"Belonging"


“A Statuesque Towering Figure”
It was one of those rare Irish summer days where the sun beats unceasingly down and the only clouds present are wispy and evanescent. She stood in the midst of the Irish countryside, a stark towering figure against the Wicklow mountains and the gently rolling verdant fields. Like me, she was a transplant carried across oceans and continents to a land very different from her own. Across the tide, she would have stood in a monumental chorus reaching up towards the heavens, as the salt spray scented the air and the sea wind ruffled her needle-like leaves. Here she stood alone, buffeted not by the spray of the ocean, but by the ceaseless Irish drizzle. Like me, she does not “belong.” Born on a far-flung coast, this is the only land she knows and yet she stands out, her soaring grace, reaching towards the stars, a stark counterpoint to gloomy thickets. 

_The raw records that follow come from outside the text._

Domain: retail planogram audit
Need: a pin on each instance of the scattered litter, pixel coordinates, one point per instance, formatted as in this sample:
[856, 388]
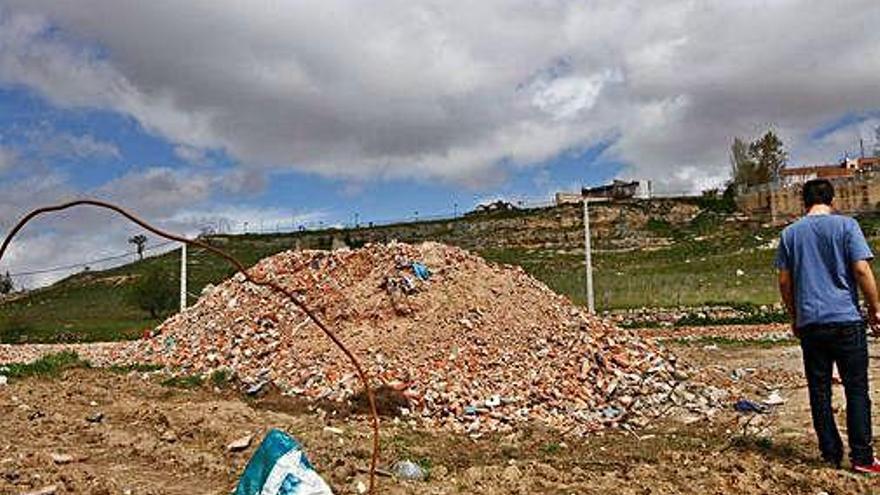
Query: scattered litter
[421, 271]
[483, 348]
[744, 405]
[61, 458]
[740, 373]
[240, 444]
[409, 471]
[46, 490]
[95, 417]
[280, 467]
[774, 399]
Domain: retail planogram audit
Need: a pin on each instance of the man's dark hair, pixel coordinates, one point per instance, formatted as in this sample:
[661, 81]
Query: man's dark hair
[818, 192]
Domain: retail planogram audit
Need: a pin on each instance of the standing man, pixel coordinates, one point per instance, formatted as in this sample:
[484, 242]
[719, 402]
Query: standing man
[822, 262]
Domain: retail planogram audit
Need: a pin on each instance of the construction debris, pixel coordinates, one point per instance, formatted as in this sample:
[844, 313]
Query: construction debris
[477, 347]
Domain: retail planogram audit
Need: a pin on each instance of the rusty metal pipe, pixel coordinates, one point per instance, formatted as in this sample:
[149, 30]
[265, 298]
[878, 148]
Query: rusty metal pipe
[238, 266]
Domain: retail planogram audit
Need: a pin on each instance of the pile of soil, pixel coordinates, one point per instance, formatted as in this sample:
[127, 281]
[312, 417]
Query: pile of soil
[475, 346]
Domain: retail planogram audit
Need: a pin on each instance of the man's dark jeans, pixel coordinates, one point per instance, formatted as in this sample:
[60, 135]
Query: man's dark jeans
[845, 345]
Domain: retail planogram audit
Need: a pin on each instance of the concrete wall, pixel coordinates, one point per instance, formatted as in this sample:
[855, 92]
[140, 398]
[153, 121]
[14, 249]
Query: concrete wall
[625, 224]
[851, 195]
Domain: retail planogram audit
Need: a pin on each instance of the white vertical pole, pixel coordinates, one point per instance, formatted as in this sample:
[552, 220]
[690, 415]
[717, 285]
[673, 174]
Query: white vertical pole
[183, 277]
[591, 305]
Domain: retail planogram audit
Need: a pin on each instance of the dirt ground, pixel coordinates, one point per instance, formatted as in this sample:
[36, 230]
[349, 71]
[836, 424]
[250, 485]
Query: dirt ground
[156, 439]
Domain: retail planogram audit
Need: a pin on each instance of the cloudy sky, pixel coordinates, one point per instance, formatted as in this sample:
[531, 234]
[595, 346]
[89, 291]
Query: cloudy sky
[287, 113]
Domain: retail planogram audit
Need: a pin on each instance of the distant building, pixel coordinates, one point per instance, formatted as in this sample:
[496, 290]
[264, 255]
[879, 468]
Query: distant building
[493, 207]
[856, 186]
[617, 190]
[851, 167]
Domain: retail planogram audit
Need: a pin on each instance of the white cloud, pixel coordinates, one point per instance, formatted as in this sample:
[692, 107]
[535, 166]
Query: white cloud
[449, 89]
[45, 142]
[179, 201]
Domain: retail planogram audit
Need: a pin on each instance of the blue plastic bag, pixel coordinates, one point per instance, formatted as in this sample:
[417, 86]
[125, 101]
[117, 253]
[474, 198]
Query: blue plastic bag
[280, 467]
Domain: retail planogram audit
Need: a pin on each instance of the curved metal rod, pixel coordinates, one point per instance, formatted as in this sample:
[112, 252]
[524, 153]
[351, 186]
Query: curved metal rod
[238, 266]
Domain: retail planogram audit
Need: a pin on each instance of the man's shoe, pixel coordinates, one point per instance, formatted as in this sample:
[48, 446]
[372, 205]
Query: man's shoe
[873, 468]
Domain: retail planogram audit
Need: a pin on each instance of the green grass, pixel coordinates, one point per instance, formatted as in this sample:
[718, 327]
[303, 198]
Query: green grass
[49, 365]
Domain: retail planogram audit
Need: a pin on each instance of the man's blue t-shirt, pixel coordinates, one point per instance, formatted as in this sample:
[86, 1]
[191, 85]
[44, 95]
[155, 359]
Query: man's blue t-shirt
[819, 251]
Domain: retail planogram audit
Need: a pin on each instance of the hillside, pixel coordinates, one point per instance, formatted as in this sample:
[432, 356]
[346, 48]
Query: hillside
[661, 254]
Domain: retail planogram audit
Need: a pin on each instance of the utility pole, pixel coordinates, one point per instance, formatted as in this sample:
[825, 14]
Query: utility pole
[183, 277]
[591, 306]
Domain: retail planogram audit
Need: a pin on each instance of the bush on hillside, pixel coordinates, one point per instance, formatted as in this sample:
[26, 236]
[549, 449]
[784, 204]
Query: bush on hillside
[155, 292]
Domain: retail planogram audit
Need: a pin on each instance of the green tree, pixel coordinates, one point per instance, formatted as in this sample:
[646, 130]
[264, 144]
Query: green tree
[140, 241]
[6, 284]
[743, 169]
[155, 292]
[759, 162]
[769, 157]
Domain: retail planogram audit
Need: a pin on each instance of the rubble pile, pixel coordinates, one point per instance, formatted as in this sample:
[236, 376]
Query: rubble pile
[474, 346]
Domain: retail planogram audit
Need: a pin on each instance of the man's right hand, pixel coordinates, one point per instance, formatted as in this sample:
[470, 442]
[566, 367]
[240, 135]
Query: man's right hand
[874, 322]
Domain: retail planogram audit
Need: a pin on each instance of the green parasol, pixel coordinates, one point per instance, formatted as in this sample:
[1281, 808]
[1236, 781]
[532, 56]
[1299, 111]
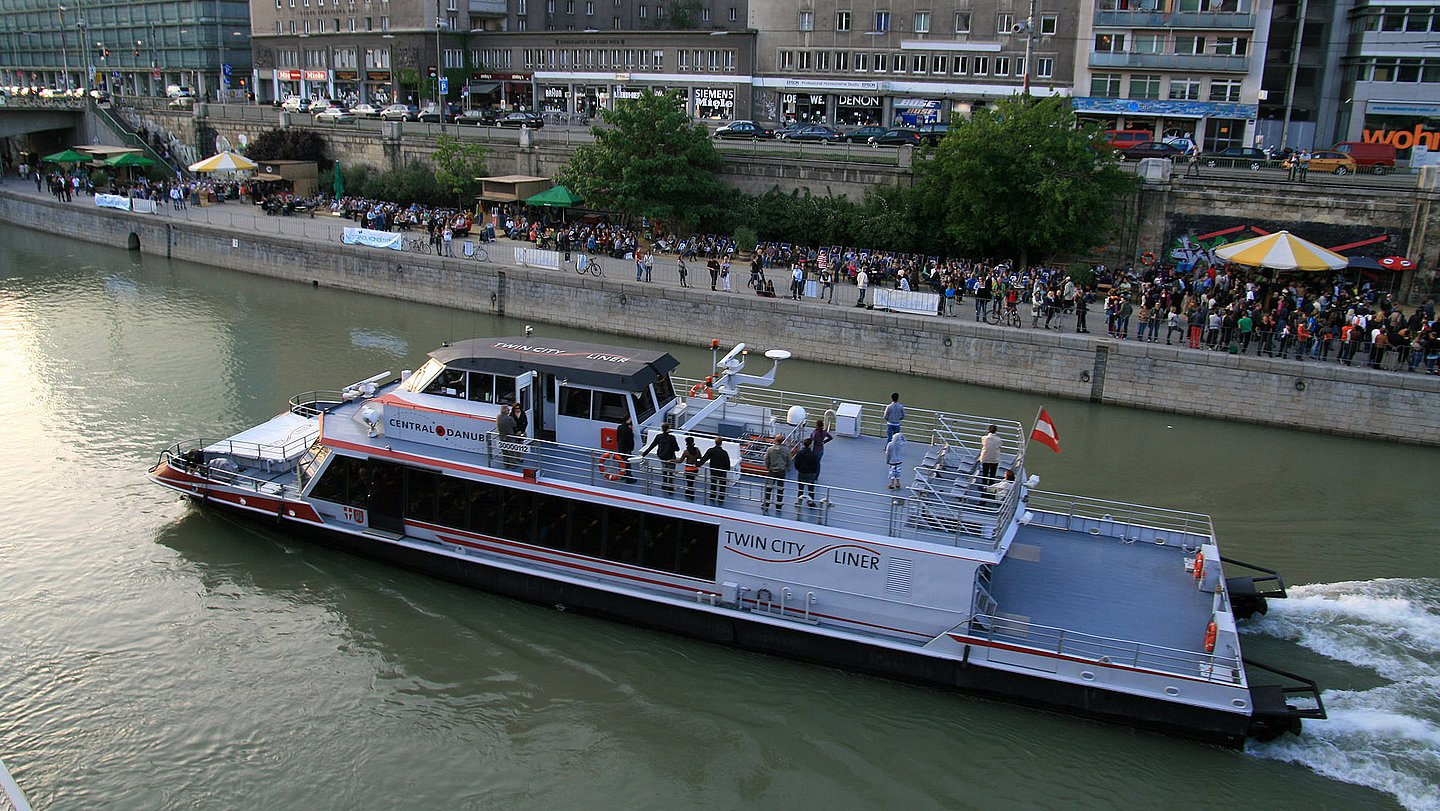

After more than a century, her roots have settled deep into the loam. After years of breathing in the teary Irish air, her words are indistinguishable with the brambles that grow next to her. She is one of them and yet she is not. Standing underneath her spreading boughs, it is here I feel a sense of belonging. Our Californian twang crisscrosses our Irish tongue, a source of confusion and repudiation. They collide with each other, turbulent and grotesque; but for all that, they still soar, creating a joyful if often solitary melody. It is here I feel at peace with myself, the criss-crossing fragments of my identity reflected back at me.
We stood face to face. One tree. One girl.